México: alta tensión

Esta semana sí que dio choques. Es más, la alta tensión que estamos viviendo en el país sacó chispas en lo político, en lo económico y en lo social.

El Sindicato Mexicano de Electricistas no logró la huelga nacional con la que amenazaba; porque si bien sí que inmovilizó al Distrito Federal el miércoles 11 de noviembre, afortunadamente para todos —incluidos nosotros los chilangos— el DF no es México. Con todo, los sindicalistas enojados dieron toques con su movilización.

Un elemento nuevo, y algunos podrán considerar inquietante que asomó en la manifestación de esta semana, es la suma del Sindicato de Telefonistas a través del ahora diputado perredista; Francisco Hernández Juárez, al movimiento de protesta.

Hernández Juárez introdujo en el debate de la extinción de la compañía de Luz y Fuerza el asunto de la prestación del servicio de Triple Play —video, telefonía e Internet— por  el que tanto ha peleado el dueño de la empresa que contrata a la mayoría de los telefonistas. En solidaridad, han sumado, pues, el interés propio.

Aunque no es difícil, si no imposible revertir la extensión de la empresa como se vio esta semana, es un error minimizar las derivadas de este conflicto. No por nada cuatro presidentes antes que Felipe Calderón eludieron atajar a un sindicato rijoso y conectado orgánicamente a las estructuras clientelares de la izquierda.

El Presidente Calderón lo hizo y hay que reconocer la valentía política implícita en impulsar una medida de la cual existen documentos que demuestran que se había recomendado por estricta lógica de finanzas públicas desde nada menos que 1985.

El sector privado lo pedía una y otra vez aduciendo que simplemente las cuentas públicas no daban y que el mal servicio a la iniciativa privada tampoco justificaba el desembolso; con todo y eso el grado de tensión entre el jefe del poder Ejecutivo y el empresariado nacional es tan evidente que aun en el evento de la Cumbre de Negocios de Monterrey la IP le escatimó un aplauso.

Evento anual que refrenda la vocación visionaria del Estado de Nuevo León, la séptima Cumbre de Negocios esta semana hizo un ejercicio adicional: pensar cómo crecer el “fair share” el porcentaje de presencia en el mercado internacional que tienen las exportaciones mexicanas en el mercado internacional.

El dato duro es que los productos que tienen el sello de la marca México —la décimo tercera economía mundial, la quinta entre los mercados emergentes— representan el 1.7% del comercio internacional.

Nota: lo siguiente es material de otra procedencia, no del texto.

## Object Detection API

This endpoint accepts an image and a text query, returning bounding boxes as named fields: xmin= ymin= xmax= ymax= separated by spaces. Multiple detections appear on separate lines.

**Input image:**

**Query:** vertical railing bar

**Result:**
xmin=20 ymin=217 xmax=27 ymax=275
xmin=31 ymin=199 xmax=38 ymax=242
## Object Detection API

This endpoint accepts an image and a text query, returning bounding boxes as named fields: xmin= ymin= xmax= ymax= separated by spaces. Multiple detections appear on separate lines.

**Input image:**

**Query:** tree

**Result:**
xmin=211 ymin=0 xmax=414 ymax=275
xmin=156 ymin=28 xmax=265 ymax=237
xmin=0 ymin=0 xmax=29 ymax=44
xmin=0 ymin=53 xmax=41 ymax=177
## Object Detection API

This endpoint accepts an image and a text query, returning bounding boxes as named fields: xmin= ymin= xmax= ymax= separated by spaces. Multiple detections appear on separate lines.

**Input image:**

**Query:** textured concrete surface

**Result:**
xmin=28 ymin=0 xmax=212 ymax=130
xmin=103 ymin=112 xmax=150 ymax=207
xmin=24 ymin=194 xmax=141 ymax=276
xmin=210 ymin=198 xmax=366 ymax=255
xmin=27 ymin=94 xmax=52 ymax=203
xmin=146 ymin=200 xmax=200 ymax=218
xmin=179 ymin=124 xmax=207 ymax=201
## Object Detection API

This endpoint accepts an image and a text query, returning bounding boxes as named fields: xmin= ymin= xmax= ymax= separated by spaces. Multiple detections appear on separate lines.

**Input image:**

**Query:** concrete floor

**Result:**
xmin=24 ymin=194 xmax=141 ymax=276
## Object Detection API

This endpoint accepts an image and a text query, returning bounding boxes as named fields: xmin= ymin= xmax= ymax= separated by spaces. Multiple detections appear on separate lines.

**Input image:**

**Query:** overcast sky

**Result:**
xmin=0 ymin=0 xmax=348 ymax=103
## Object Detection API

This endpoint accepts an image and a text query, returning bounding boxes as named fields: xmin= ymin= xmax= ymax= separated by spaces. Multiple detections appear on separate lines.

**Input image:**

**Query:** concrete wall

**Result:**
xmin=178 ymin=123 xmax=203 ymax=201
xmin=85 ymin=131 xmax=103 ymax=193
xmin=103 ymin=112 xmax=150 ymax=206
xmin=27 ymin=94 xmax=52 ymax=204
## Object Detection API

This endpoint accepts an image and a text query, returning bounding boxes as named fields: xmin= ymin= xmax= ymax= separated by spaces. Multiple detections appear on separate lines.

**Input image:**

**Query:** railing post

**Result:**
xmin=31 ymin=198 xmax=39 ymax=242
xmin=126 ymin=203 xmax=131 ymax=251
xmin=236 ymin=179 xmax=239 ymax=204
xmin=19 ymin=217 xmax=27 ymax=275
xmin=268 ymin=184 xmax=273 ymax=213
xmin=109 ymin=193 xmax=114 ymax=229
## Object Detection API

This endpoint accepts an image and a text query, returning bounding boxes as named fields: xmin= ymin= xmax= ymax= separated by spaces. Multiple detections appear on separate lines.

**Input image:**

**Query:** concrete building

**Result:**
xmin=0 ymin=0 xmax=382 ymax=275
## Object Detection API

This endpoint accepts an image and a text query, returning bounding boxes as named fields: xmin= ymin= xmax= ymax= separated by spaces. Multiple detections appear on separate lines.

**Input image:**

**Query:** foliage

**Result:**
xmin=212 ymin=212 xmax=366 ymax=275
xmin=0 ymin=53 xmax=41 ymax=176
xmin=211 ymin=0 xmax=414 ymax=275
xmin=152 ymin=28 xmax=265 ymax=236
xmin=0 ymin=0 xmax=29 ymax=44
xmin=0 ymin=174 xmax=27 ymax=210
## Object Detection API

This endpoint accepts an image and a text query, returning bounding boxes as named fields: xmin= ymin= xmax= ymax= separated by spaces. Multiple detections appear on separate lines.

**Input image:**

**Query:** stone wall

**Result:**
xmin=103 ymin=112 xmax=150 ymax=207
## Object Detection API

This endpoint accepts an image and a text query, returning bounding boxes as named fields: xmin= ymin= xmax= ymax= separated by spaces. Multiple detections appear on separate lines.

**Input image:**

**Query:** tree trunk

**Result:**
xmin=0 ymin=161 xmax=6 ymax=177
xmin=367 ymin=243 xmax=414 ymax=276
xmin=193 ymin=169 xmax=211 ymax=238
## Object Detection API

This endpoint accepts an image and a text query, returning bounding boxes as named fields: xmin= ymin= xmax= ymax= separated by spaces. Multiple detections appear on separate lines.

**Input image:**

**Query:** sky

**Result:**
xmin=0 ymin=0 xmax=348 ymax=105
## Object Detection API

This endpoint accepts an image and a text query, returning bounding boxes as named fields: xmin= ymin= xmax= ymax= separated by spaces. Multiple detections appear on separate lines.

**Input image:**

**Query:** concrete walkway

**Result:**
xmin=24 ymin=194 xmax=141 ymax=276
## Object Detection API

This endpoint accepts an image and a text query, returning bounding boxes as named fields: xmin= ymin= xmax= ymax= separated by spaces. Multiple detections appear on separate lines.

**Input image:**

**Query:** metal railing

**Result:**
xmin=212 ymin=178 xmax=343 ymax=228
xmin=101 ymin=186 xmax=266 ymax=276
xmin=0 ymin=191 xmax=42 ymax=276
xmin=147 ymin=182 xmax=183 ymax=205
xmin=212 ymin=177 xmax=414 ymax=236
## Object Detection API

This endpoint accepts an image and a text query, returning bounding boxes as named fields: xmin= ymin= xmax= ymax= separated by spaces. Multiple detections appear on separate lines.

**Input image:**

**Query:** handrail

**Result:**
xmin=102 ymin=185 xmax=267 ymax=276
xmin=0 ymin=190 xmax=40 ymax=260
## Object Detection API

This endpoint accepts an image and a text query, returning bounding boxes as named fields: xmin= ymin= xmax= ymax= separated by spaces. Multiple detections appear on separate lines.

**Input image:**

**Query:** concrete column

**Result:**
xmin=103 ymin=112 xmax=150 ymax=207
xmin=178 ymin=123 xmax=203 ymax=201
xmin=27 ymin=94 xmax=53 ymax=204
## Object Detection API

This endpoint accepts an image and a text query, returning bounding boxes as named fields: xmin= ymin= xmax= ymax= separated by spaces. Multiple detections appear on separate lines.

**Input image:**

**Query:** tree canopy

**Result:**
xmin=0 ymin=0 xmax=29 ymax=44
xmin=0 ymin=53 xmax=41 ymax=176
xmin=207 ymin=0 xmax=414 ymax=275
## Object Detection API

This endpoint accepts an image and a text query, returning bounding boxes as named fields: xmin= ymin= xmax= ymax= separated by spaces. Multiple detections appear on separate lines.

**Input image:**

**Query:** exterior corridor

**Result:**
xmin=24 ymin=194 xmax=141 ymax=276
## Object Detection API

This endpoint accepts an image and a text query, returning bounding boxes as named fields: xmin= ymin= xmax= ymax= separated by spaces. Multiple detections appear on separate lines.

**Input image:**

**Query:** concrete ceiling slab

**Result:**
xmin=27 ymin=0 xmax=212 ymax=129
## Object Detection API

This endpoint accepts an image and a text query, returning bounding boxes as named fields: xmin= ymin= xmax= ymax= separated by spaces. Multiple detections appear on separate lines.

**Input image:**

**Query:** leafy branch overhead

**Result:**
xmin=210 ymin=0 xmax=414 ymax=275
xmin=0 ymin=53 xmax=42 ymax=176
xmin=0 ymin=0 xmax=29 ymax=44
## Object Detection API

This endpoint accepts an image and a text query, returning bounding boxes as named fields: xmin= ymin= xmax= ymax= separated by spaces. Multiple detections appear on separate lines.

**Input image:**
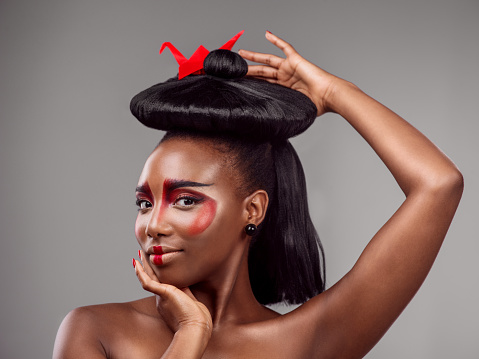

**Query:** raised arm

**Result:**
xmin=240 ymin=33 xmax=463 ymax=358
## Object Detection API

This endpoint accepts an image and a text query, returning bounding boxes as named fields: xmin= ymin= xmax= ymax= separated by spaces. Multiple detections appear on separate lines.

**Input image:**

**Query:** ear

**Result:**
xmin=244 ymin=189 xmax=269 ymax=226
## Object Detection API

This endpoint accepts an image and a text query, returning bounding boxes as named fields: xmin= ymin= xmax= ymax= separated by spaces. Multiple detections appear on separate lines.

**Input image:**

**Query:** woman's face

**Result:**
xmin=135 ymin=138 xmax=248 ymax=288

Un estudio realizado por analistas de la consultoría Accenture y del departamento de Inteligencia de la Revista Expansión propusieron cinco sectores de la economía nacional en los qué centrar la energía pública, privada y social para potencializar la marca México.

Turismo, automotriz y aeronáutica, agronegocios, tecnologías de la información y salud son los espacios en los que se piensa que hay fundamentos para si se aplican algunos viabilizadotes como por ejemplo aplicación de reglas claras y flexibilización laboral.

Ojo, el tema no es lograr el estado de los viabilizadotes, tampoco es lograr el estado de derecho o la reforma laboral, sino mucho mas acotado, es establecer mecanismos concretos para respetar contratos en esas secciones y promover que en estos sectores los empresarios puedan crear empleos con marcos específicos, que de ser aceptados por los empleadores, sean menos rígidos que los que actualmente se dan en las relaciones laborales.

En este año de definiciones se trata de capitalizar la crisis para hacer una introspección nacional y dejar de buscar las soluciones totales, las verdades reveladas de unas reformas estructurales siempre deseadas y hasta ahora no logradas.
Si se empieza a pensar cómo sí se pueden hacer las cosas en México en lugar de pensar porqué no se puede, habría un cambio cualitativo en la vida nacional.